Nobel chemistry prize awarded
October 9, 2013The 2013 Nobel Prize in Chemistry was awarded to Martin Karplus, Michael Levitt and Arieh Warshel, the Swedish Academy of Sciences announced Wednesday.
"(The scientists) laid the foundation for the powerful programs that are used to understand and predict chemical processes," the Royal Swedish Academy of Sciences said in a statement.
"Computer models mirroring real life have become crucial for most advances made in chemistry today."
Kurplus is an Austrian and US citizen affiliated with the University of Strasbourg, France, and Harvard University. Levitt, a professor at the Stanford University School of Medicine, is a British and US citizen. Warshel is an Israeli and US citizen affiliated with the University of Southern California in Los Angeles.
Chemistry was the third of this year's Nobel prizes. The Nobel season will end on October 14 with the presentation of the Nobel Memorial Prize in Economic Sciences, a prize not originally established by the will of the award's founder, Alfred Nobel. This prize was introduced in 1968 by the Swedish central bank, the Sveriges Riksbank, in memory of Nobel, an industrialist who invented dynamite.
All the prizes are traditionally presented to the winners in a ceremony in Stockholm on December 10, the anniversary of the death of Alfred Nobel (1833-1896). Laureates receive a diploma, medal and around eight million Swedish kronor (920,000 euros, $1.25 million).
The Nobel Prizes were established in Nobel's will in 1895 and are widely seen as his attempt to be remembered by posterity for something more than an invention that has caused so much destruction. The prizes in physics, chemistry, physiology or medicine, literature and peace were first awarded in 1901.
Nobel highlight
The season culminates in the awarding of the Nobel Peace Price on Friday, October 11, in Oslo, Norway. A record 259 nominations have been submitted for this year's prize.

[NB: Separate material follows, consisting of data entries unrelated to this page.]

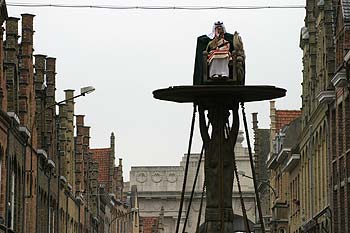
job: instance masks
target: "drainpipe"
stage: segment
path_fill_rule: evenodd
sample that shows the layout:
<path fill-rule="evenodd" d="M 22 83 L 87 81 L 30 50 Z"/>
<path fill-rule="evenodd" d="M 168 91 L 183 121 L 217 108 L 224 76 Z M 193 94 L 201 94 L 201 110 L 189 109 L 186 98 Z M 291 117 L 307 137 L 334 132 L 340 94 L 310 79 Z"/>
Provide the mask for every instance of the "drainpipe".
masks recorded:
<path fill-rule="evenodd" d="M 24 162 L 24 179 L 23 179 L 23 187 L 24 187 L 24 191 L 23 191 L 23 195 L 22 195 L 22 203 L 23 203 L 23 211 L 22 211 L 22 233 L 25 233 L 25 212 L 26 212 L 26 202 L 25 202 L 25 196 L 26 196 L 26 188 L 27 188 L 27 184 L 26 184 L 26 175 L 27 173 L 25 172 L 25 163 L 26 163 L 26 152 L 27 152 L 27 141 L 24 142 L 23 144 L 23 151 L 22 151 L 22 156 L 23 156 L 23 162 Z"/>
<path fill-rule="evenodd" d="M 9 228 L 9 224 L 8 224 L 8 220 L 9 220 L 9 216 L 8 216 L 8 201 L 9 201 L 9 187 L 10 187 L 10 165 L 11 165 L 11 161 L 10 161 L 10 134 L 12 133 L 12 127 L 13 127 L 13 120 L 11 119 L 11 123 L 10 123 L 10 127 L 9 127 L 9 131 L 7 133 L 7 153 L 6 153 L 6 195 L 5 195 L 5 226 L 6 226 L 6 232 L 8 232 L 8 228 Z"/>
<path fill-rule="evenodd" d="M 57 208 L 56 208 L 56 232 L 60 232 L 60 178 L 61 178 L 61 155 L 59 151 L 59 128 L 60 128 L 60 120 L 59 115 L 56 114 L 56 155 L 58 160 L 58 175 L 57 175 Z"/>
<path fill-rule="evenodd" d="M 314 203 L 313 203 L 313 194 L 314 194 L 314 182 L 313 182 L 313 163 L 312 163 L 312 154 L 313 154 L 313 148 L 312 148 L 312 124 L 309 126 L 309 153 L 308 153 L 308 159 L 309 159 L 309 181 L 310 181 L 310 216 L 312 219 L 314 216 Z"/>
<path fill-rule="evenodd" d="M 51 204 L 51 201 L 50 201 L 50 190 L 51 190 L 51 169 L 49 169 L 49 174 L 48 174 L 48 177 L 47 177 L 47 233 L 50 232 L 50 224 L 51 224 L 51 215 L 50 215 L 50 204 Z"/>
<path fill-rule="evenodd" d="M 66 233 L 68 233 L 68 195 L 69 193 L 67 191 L 64 192 L 66 194 Z"/>

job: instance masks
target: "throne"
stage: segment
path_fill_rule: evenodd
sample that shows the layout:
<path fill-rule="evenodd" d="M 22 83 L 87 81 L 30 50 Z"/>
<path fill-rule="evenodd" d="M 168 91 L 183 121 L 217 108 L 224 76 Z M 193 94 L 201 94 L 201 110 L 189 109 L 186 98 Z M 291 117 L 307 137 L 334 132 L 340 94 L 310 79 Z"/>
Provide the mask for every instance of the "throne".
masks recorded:
<path fill-rule="evenodd" d="M 233 53 L 232 58 L 229 60 L 229 76 L 226 77 L 215 77 L 212 78 L 209 76 L 209 62 L 208 62 L 208 52 L 203 51 L 202 55 L 203 61 L 203 84 L 204 85 L 220 85 L 220 84 L 228 84 L 228 85 L 244 85 L 244 62 L 243 60 L 239 61 L 237 56 Z M 240 73 L 241 72 L 241 73 Z"/>

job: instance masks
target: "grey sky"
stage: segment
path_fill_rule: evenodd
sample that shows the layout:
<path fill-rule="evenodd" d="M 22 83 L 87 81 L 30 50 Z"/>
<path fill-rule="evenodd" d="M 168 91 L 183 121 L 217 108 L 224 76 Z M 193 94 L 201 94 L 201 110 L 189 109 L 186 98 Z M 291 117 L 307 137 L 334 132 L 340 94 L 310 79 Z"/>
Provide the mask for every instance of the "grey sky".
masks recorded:
<path fill-rule="evenodd" d="M 8 0 L 8 3 L 31 3 Z M 43 1 L 35 3 L 65 3 Z M 127 6 L 247 6 L 302 5 L 301 0 L 236 1 L 115 1 L 74 0 L 74 4 Z M 152 91 L 192 83 L 196 37 L 223 21 L 228 32 L 238 31 L 246 51 L 246 83 L 287 89 L 277 108 L 299 109 L 302 51 L 300 28 L 304 9 L 266 10 L 103 10 L 20 8 L 8 6 L 10 16 L 35 14 L 35 54 L 57 58 L 57 100 L 64 89 L 93 85 L 96 91 L 76 101 L 76 114 L 91 126 L 91 147 L 108 147 L 116 134 L 117 156 L 124 176 L 130 166 L 178 165 L 187 151 L 192 106 L 153 99 Z M 269 103 L 246 104 L 259 112 L 261 127 L 269 126 Z M 243 129 L 243 125 L 241 125 Z M 195 132 L 193 151 L 200 150 Z"/>

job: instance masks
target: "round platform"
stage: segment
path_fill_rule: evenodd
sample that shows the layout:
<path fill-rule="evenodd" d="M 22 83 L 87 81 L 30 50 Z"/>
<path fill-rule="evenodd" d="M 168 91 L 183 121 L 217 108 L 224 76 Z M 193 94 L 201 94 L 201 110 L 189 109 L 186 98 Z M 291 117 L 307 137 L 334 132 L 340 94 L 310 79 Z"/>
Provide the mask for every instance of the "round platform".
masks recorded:
<path fill-rule="evenodd" d="M 286 90 L 274 86 L 195 85 L 174 86 L 153 91 L 153 97 L 178 103 L 207 101 L 253 102 L 280 98 Z"/>

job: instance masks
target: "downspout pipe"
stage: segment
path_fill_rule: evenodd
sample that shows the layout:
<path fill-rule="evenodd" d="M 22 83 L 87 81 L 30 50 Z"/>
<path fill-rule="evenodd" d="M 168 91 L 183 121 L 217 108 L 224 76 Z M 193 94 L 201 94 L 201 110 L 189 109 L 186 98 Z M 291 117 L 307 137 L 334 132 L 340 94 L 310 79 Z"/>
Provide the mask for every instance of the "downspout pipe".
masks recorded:
<path fill-rule="evenodd" d="M 13 127 L 13 120 L 11 120 L 10 123 L 10 127 L 8 129 L 8 133 L 7 133 L 7 148 L 6 148 L 6 195 L 5 195 L 5 226 L 6 226 L 6 232 L 8 232 L 9 230 L 9 216 L 8 216 L 8 212 L 9 212 L 9 205 L 8 205 L 8 201 L 9 201 L 9 194 L 10 194 L 10 175 L 11 175 L 11 170 L 10 170 L 10 165 L 11 165 L 11 161 L 10 161 L 10 134 L 12 134 L 12 127 Z"/>

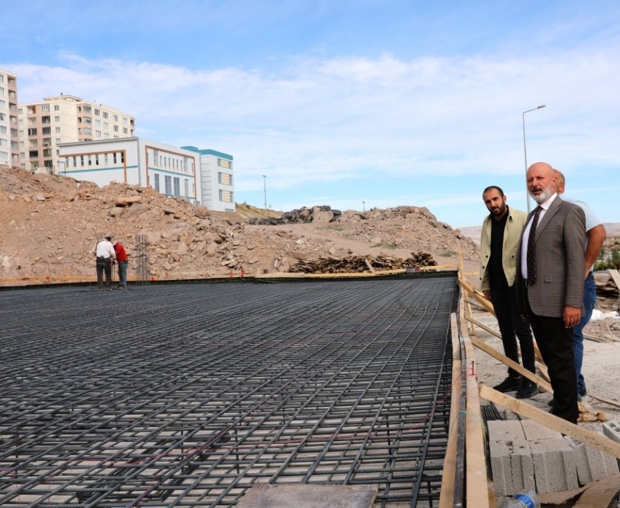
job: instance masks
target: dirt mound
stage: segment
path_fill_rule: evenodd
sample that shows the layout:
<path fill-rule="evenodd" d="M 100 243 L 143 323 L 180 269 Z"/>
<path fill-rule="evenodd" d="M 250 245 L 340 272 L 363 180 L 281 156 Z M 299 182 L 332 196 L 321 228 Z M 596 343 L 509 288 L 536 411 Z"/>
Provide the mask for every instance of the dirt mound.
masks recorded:
<path fill-rule="evenodd" d="M 109 233 L 128 249 L 147 236 L 150 275 L 156 278 L 223 276 L 285 272 L 300 259 L 347 255 L 406 258 L 413 251 L 440 264 L 456 253 L 477 262 L 477 247 L 426 209 L 399 207 L 348 210 L 311 223 L 251 225 L 280 218 L 271 210 L 238 205 L 234 214 L 195 207 L 151 188 L 90 182 L 21 170 L 0 170 L 0 278 L 92 276 L 91 250 Z M 133 275 L 132 263 L 129 274 Z"/>

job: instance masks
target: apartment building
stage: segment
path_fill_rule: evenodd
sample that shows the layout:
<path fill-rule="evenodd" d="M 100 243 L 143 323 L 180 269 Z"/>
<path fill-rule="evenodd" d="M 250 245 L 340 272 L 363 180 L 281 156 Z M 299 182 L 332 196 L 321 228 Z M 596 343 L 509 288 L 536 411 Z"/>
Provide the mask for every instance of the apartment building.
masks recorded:
<path fill-rule="evenodd" d="M 0 69 L 0 165 L 19 167 L 17 77 Z"/>
<path fill-rule="evenodd" d="M 21 167 L 59 173 L 64 143 L 131 137 L 136 119 L 119 110 L 73 95 L 19 104 Z"/>
<path fill-rule="evenodd" d="M 152 187 L 196 202 L 199 156 L 194 152 L 130 137 L 59 145 L 59 174 L 99 186 L 112 181 Z"/>
<path fill-rule="evenodd" d="M 235 211 L 233 156 L 212 150 L 183 146 L 200 154 L 200 201 L 209 210 Z"/>

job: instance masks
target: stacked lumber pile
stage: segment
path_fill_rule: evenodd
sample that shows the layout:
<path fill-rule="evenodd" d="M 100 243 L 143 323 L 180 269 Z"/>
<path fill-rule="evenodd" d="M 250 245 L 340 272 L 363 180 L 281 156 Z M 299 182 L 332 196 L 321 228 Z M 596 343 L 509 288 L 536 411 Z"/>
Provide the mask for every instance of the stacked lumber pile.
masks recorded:
<path fill-rule="evenodd" d="M 426 252 L 412 252 L 407 259 L 389 256 L 347 256 L 344 258 L 320 257 L 302 259 L 289 272 L 305 274 L 355 274 L 363 272 L 384 272 L 408 267 L 437 266 L 433 256 Z"/>

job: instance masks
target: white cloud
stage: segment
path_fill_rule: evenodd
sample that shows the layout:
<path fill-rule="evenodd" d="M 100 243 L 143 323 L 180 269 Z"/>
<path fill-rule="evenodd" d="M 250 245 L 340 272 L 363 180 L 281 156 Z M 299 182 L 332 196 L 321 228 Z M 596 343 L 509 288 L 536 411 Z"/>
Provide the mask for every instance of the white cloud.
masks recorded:
<path fill-rule="evenodd" d="M 521 112 L 540 103 L 547 108 L 526 116 L 530 161 L 553 161 L 576 176 L 620 160 L 613 45 L 529 59 L 303 59 L 277 72 L 61 59 L 11 65 L 20 102 L 63 92 L 118 108 L 136 116 L 138 135 L 232 154 L 238 190 L 260 190 L 265 172 L 274 187 L 300 192 L 360 170 L 518 177 Z"/>

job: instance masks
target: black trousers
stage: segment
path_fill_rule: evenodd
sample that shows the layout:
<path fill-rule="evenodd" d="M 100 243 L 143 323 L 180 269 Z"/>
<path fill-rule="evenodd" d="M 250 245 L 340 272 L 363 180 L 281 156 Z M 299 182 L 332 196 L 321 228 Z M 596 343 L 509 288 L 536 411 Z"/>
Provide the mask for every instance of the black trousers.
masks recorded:
<path fill-rule="evenodd" d="M 513 362 L 519 363 L 519 349 L 517 347 L 518 338 L 523 366 L 535 374 L 534 341 L 530 325 L 521 318 L 521 312 L 517 303 L 517 285 L 513 284 L 508 286 L 504 283 L 503 286 L 497 287 L 491 286 L 490 291 L 491 303 L 499 325 L 504 354 Z M 520 374 L 509 368 L 508 375 L 517 377 Z"/>
<path fill-rule="evenodd" d="M 103 289 L 103 274 L 105 274 L 105 287 L 112 287 L 112 259 L 97 258 L 97 286 Z"/>
<path fill-rule="evenodd" d="M 572 328 L 564 326 L 564 318 L 538 316 L 527 303 L 528 316 L 543 360 L 549 369 L 555 405 L 552 413 L 577 423 L 579 409 L 575 382 L 575 358 L 572 355 Z"/>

Among the people widely mentioned as possible laureates is Malala Yousafzai, the Pakistani teenager who survived being shot in the head last year by the Taliban for championing education for girls.
Last year's winner was not a person, but an entity: the European Union, which received the prize in recognition of its achievements in bringing about reconciliation and integration in Europe.